A year earlier, Schum was dispirited after being passed over in the NFL Draft. He had wrapped up an outstanding two-year stint as UB’s starting punter and had a strong showing at a combine, an event where prospective players train in front of NFL scouts in the hopes of getting drafted or signed. But the draft came and went, and Schum was left looking for work elsewhere. So he took a job at the Buffalo Athletic Club and, in his spare time, trained with respected kicking coach Sam Watts.
At a regional combine in 2013, Schum caught the attention of the Cleveland Browns, who signed him that March. It was a dream realized. But it didn’t last long. The NFL is a cutthroat business where players' jobs are almost always on the line, as Schum would soon learn.
Not even two months later, the Browns released him. “That was the hardest one,” says Schum, who went on to be cut several more times over the next few years before landing in Green Bay. “I had made it, and then it just slipped away immediately.”
But Schum persevered, as he had learned to do during his college career. After playing one season at SUNY Buffalo State, he planned to transfer to UB. The Bulls, however, had a punter, and the coaching staff turned Schum down several times.
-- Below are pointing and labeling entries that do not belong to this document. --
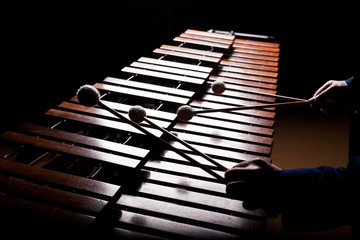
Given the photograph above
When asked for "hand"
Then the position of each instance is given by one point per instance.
(332, 97)
(253, 182)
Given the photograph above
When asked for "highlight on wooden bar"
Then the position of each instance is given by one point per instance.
(80, 167)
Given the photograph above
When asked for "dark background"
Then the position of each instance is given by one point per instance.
(51, 48)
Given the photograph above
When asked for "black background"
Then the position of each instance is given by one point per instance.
(51, 48)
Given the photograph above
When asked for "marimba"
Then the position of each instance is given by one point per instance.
(81, 168)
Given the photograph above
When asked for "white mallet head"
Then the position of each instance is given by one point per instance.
(185, 113)
(88, 95)
(137, 114)
(218, 87)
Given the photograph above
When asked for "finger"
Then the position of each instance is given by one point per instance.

He returned to Buff State for his sophomore year but decided to train instead of play.
Schum made the Bulls roster as a walk-on that spring—as a receiver on the scout team. Unable to showcase his punting ability during practice, he would kick before and after UB’s workouts to get the coaches’ attention. It paid off: He was named the starting punter his junior and senior years (2010 and 2011) under then-head coach Jeff Quinn.
Fast forward to 2013, after the Browns released Schum. That September, the Buccaneers invited him to Tampa for a workout and signed him the following January (after the season had ended), only to release him in May.
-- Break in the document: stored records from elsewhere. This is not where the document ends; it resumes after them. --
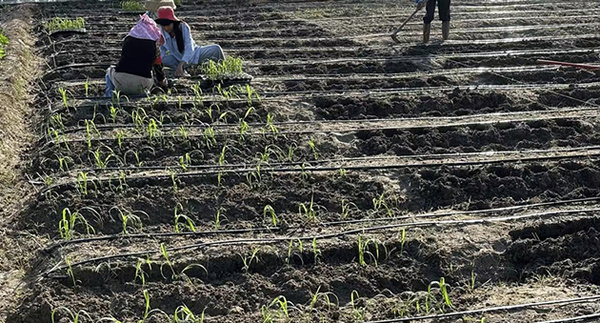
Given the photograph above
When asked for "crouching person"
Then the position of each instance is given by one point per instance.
(140, 59)
(180, 49)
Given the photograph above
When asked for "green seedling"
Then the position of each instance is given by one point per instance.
(60, 24)
(184, 133)
(132, 6)
(358, 313)
(278, 308)
(248, 260)
(271, 124)
(101, 162)
(56, 122)
(64, 96)
(66, 226)
(114, 113)
(402, 240)
(218, 219)
(268, 210)
(72, 317)
(364, 250)
(63, 163)
(346, 206)
(173, 181)
(229, 67)
(86, 86)
(165, 254)
(313, 148)
(209, 137)
(316, 251)
(139, 270)
(379, 203)
(120, 135)
(82, 183)
(3, 44)
(70, 272)
(184, 315)
(185, 161)
(307, 211)
(152, 130)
And then things got really crazy. From June 2014 to the following August, Schum did stints with the Jets, the Bucs (second time), the Jets again, then the Bucs again. He was Tampa Bay’s starting punter in 2015. They released him in August 2016. Through it all, Schum leaned on his family; his pit-terrier mix, Emma; and coach Watts for support.
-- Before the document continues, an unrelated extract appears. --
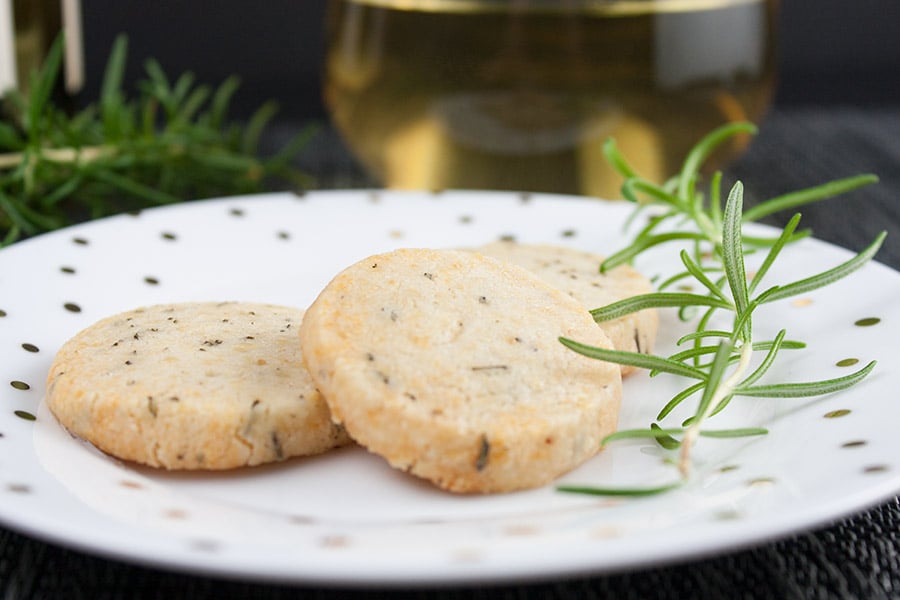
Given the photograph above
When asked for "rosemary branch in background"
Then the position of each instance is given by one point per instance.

Two days after the Bucs cut him for the third time, Schum was in Green Bay with the Packers, where he started last season. “I just left and never saw my apartment again,” Schum says. “Moving around is tough. That’s the hard part people don’t really see.”
Rob Golabek (BA ’12), Schum’s friend and former classmate at Frontier High School in Hamburg, N.Y., and at UB, flew to Tampa, packed up whatever belongings he could fit into Schum’s SUV and drove Emma up to Green Bay.
Schum had one of the best games of his young career in the NFC divisional playoff last January, an instant classic in which the Packers beat Dallas on Mason Crosby’s game-winning field goal in the waning seconds. Schum booted a 66-yard punt earlier in the game and was the holder for Crosby’s pressure-packed kick. The win sent Green Bay to the NFC championship game, which they lost.
The Packers offered Schum a one-year extension after the 2016 season. Then, during offseason workouts in the spring, he hurt his back. The Packers released him in June. On his Instagram page, Schum posted a photo of himself with Emma and offered a heartfelt thanks to the Packers organization and fans.
“Those that know my story, it doesn’t end here,” he wrote. “Just another chapter.”
Days later, Green Bay re-signed him and placed him on injured reserve. Schum, who turns 29 in January, has since been working with a team of physical therapists in Buffalo to get healthy for next season.
There are no guarantees the Packers will keep him. But wherever Schum ends up, he’ll be ready for the next chapter in his nonstop NFL adventure.